Bir tarafdan işine yoğunlaşırken diğer yandanda hamakta
yatmakta olan Tembelsemere de seslenir.
"Haydi tembel, kalk artık. Yağmura yakalanırsan
ıslanırsın orada. Kalk da bana da yardım et!" Tembelsemerin göz kapakları
açılmak bilmez bir türlü. Biranda açılmayan gözler faltaşı gibi olur. Sinsice
sürüklenerek uzaklaşır oradan ve bir köşeye saklanır. Kendi kendine konuşur Haksever
Dede'yi izlediği yerden.
"Çok yorgunum. Çalışmaya gücüm yok. Neyse saklandım ya
nasılsa beni bulamazlar." Sonra da kıs kıs güler. Ancak Haksever Dede'nin
uflaya puflaya taşımaya çalıştığı eşyanın onu zorlaması Tembelsemerin
vicdanının sızlamasına neden olur. Bir üzüntü kaplar içini.

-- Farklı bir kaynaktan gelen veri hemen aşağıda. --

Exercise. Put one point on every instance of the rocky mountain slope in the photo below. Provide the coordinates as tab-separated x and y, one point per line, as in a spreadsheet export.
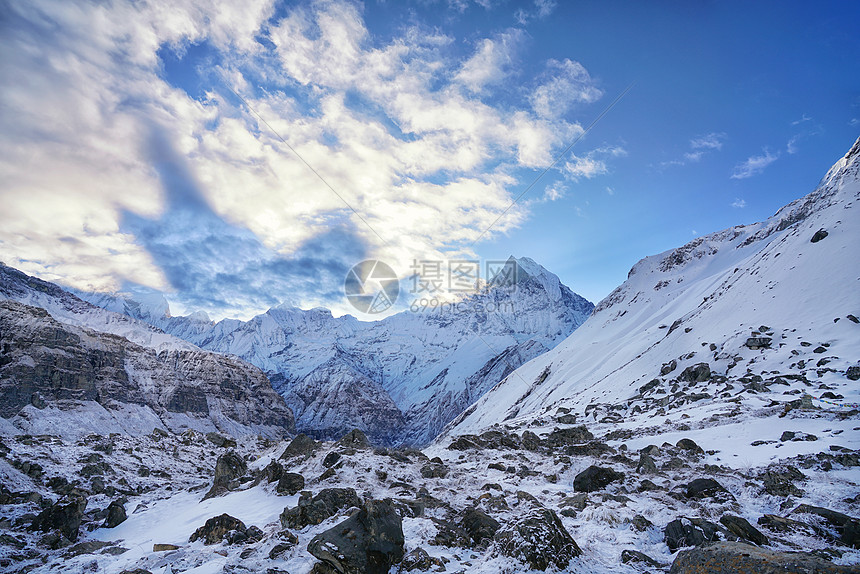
710	427
400	379
70	380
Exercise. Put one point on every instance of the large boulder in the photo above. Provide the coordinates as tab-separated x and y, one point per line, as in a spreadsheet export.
64	516
683	532
846	527
538	538
228	469
219	528
736	557
302	445
368	542
595	478
480	525
698	373
313	510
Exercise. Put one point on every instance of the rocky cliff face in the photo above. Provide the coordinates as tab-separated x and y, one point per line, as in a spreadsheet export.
400	379
48	368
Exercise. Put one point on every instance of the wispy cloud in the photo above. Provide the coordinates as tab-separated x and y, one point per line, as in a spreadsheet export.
407	131
754	165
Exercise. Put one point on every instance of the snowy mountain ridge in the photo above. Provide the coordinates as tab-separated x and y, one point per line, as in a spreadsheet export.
400	379
783	279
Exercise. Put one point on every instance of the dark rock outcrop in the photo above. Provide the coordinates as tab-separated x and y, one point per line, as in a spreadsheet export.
228	469
368	542
538	538
313	510
595	478
739	558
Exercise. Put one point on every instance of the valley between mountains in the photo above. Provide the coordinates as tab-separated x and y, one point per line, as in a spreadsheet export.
703	417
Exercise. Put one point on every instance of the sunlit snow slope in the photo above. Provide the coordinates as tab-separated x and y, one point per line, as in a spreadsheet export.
700	303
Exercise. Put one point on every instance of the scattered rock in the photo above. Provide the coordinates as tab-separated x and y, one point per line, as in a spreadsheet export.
538	538
595	478
116	514
479	525
689	445
683	532
704	488
290	483
368	542
736	557
628	556
847	528
217	529
758	342
818	236
228	469
667	368
323	505
354	439
302	445
697	373
65	516
743	529
569	436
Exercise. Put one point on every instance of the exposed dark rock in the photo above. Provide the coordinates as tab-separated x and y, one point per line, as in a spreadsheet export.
302	445
568	436
847	528
479	525
64	516
354	439
646	464
743	529
628	556
530	441
739	558
818	236
418	559
115	514
689	445
434	470
595	478
538	538
290	483
219	528
368	542
228	469
683	532
697	373
779	481
315	510
704	488
758	342
668	367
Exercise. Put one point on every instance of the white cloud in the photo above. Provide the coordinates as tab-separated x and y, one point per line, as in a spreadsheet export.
709	141
428	164
754	165
567	83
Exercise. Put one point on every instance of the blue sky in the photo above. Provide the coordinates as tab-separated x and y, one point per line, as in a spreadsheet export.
129	161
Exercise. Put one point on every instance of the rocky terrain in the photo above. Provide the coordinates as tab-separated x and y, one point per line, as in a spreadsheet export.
704	419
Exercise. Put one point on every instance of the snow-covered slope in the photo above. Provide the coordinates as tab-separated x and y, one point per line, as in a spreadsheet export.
400	379
780	279
70	368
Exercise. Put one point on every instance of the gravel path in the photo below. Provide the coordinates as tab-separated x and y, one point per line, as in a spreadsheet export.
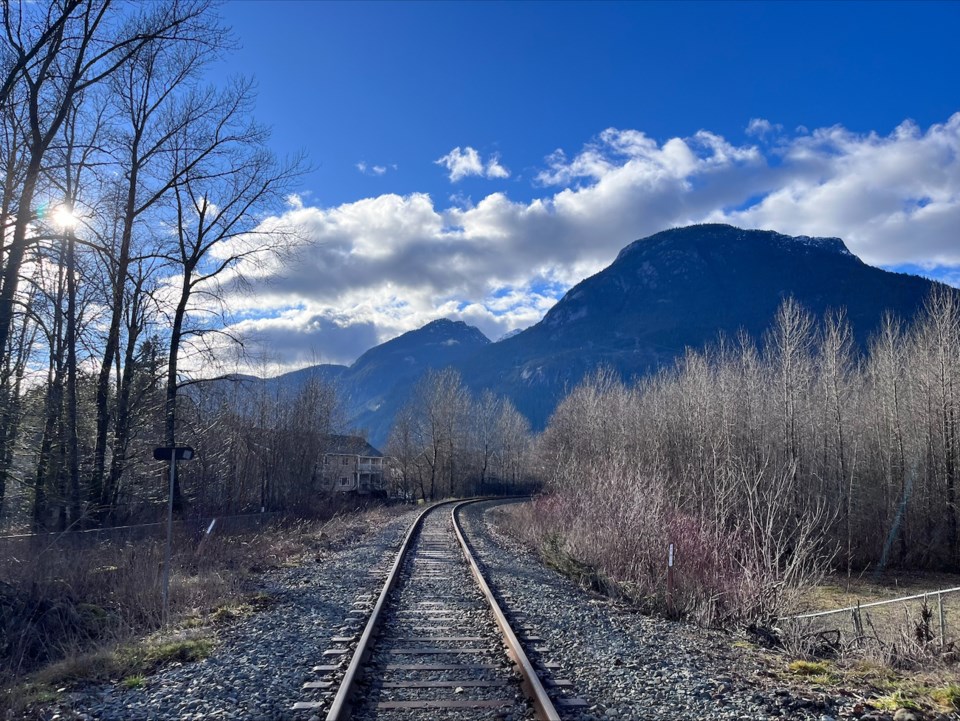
438	629
625	665
257	671
622	664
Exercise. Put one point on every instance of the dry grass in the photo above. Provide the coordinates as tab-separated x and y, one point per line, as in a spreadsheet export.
72	616
905	634
887	663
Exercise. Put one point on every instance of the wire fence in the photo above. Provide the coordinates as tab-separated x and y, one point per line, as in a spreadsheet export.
930	619
35	542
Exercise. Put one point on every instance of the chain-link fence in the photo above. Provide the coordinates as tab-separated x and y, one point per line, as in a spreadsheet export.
928	621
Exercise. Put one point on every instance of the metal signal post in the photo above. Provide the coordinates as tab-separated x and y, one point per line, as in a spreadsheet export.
172	454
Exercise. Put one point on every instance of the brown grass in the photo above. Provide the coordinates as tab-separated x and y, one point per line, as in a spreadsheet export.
71	615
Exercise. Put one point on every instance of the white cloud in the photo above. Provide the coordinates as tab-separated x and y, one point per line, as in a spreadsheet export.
761	127
367	169
464	163
381	266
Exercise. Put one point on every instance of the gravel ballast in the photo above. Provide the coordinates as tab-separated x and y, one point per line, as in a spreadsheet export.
626	665
622	664
257	670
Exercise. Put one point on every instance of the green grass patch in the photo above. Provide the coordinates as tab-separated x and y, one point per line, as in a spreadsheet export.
947	696
809	668
896	700
153	656
132	682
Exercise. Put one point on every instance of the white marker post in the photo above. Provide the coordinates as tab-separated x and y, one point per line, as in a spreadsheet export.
172	454
670	579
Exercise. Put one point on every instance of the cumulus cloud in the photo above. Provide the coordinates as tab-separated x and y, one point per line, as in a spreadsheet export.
464	163
367	169
761	127
381	266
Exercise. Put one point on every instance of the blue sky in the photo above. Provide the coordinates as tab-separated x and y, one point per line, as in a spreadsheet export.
473	160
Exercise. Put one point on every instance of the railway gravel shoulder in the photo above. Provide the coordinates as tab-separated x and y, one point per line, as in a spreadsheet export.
263	660
626	665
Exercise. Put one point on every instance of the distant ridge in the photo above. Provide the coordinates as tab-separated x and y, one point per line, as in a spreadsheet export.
674	289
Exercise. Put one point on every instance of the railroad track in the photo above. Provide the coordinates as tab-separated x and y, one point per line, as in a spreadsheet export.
435	643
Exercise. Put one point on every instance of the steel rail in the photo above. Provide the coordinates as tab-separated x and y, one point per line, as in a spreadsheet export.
531	684
340	708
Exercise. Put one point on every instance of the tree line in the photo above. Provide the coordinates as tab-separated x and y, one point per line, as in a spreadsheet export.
758	458
132	193
446	442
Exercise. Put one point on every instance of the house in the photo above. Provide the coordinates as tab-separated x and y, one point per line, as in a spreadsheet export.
352	464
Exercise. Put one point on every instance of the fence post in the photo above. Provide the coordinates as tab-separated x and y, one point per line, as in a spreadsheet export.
858	623
670	579
943	630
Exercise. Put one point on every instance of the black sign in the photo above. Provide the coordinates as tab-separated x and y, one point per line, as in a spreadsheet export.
180	453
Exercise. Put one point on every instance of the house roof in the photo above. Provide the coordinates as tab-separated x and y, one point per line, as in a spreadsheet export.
350	446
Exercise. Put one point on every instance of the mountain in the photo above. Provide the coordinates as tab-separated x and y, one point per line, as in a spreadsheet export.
674	289
377	385
681	288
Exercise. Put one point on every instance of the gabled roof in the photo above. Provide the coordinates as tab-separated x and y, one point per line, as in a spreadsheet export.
350	446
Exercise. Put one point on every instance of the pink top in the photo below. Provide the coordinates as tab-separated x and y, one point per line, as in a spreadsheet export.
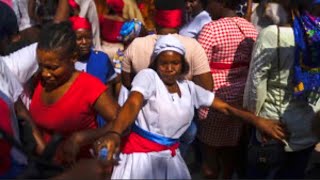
72	112
8	2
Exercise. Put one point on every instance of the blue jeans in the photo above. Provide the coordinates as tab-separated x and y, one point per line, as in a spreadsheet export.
187	138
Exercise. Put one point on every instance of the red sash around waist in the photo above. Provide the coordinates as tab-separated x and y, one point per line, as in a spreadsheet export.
134	143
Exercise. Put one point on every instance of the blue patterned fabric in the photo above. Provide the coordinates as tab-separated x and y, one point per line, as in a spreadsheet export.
307	57
100	66
130	30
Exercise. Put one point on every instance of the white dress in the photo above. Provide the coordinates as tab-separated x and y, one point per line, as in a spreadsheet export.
166	115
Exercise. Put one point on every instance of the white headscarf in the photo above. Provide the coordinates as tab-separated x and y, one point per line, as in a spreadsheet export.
168	43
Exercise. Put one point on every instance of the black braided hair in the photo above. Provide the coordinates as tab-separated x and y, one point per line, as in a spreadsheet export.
58	37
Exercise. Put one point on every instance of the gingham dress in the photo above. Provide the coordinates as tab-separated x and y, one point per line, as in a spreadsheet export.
228	44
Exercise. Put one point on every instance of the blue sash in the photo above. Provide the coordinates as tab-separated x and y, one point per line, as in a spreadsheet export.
154	137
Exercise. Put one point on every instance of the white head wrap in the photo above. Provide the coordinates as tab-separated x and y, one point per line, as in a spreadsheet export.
168	43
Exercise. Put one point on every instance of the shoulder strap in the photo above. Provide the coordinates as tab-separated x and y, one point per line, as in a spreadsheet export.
279	73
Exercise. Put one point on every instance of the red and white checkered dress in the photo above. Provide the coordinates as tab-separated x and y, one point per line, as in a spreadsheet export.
228	44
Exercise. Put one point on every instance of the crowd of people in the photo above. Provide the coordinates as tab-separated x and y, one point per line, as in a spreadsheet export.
131	89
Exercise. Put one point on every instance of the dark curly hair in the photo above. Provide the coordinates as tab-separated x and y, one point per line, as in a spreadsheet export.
184	70
58	37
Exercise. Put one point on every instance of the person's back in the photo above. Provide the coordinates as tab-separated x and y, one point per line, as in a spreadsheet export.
228	43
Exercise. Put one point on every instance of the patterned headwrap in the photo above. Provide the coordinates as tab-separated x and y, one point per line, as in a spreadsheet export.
80	23
307	57
168	43
130	30
169	13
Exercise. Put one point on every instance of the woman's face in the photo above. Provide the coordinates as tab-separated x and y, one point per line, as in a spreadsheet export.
84	41
169	65
54	70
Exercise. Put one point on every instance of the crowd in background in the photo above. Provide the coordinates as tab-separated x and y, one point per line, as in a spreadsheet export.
159	89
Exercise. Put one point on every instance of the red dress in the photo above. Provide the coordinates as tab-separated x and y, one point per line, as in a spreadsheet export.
72	112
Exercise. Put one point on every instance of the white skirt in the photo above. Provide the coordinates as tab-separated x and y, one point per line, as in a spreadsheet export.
153	165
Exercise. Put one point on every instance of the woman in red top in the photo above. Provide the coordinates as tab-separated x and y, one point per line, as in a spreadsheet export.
66	101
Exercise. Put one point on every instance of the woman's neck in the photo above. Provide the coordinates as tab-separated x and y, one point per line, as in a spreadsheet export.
84	58
229	13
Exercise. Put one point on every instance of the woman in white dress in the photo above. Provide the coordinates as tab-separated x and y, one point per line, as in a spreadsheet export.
161	107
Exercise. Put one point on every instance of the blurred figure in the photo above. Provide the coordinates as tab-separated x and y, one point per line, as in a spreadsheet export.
281	84
94	62
227	41
197	18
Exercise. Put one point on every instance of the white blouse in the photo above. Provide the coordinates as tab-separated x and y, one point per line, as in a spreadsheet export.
164	113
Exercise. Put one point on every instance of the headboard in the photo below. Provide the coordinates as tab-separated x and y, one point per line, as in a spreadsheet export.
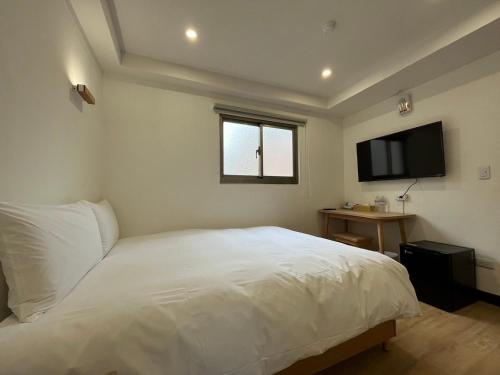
4	310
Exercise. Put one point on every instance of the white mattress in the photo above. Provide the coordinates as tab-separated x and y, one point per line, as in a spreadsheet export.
234	301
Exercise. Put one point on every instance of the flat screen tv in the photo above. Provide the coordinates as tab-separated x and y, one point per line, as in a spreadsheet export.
411	153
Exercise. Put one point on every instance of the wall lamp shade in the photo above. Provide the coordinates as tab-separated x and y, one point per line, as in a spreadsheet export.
84	93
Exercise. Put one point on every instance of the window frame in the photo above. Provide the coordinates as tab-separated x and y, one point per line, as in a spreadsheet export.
242	179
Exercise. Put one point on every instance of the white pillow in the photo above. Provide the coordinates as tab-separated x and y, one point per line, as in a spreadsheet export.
108	225
45	251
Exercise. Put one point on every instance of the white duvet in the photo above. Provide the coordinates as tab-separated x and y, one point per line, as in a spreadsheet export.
234	301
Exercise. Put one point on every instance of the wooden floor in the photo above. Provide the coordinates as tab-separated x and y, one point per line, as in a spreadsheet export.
463	343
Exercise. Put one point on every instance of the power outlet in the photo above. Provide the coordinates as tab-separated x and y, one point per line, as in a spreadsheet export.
402	198
484	173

"Hadi be Tembelsemer. Eşeklik etme! Bak sahibin zor
durumda. O na yardımcı olmalısın."
Koşarak dedeye doğru hamle yapar. Ancak o esnada yerde bulunan bir
yükseltiye ayağı takılır. Havada parandeler atarak dedenin üzerine düşer. Haksever
Dede'nin elindeki eşyalar sağa sola
dağılır. Bu duruma da çok öfkelenir Haksever Dede.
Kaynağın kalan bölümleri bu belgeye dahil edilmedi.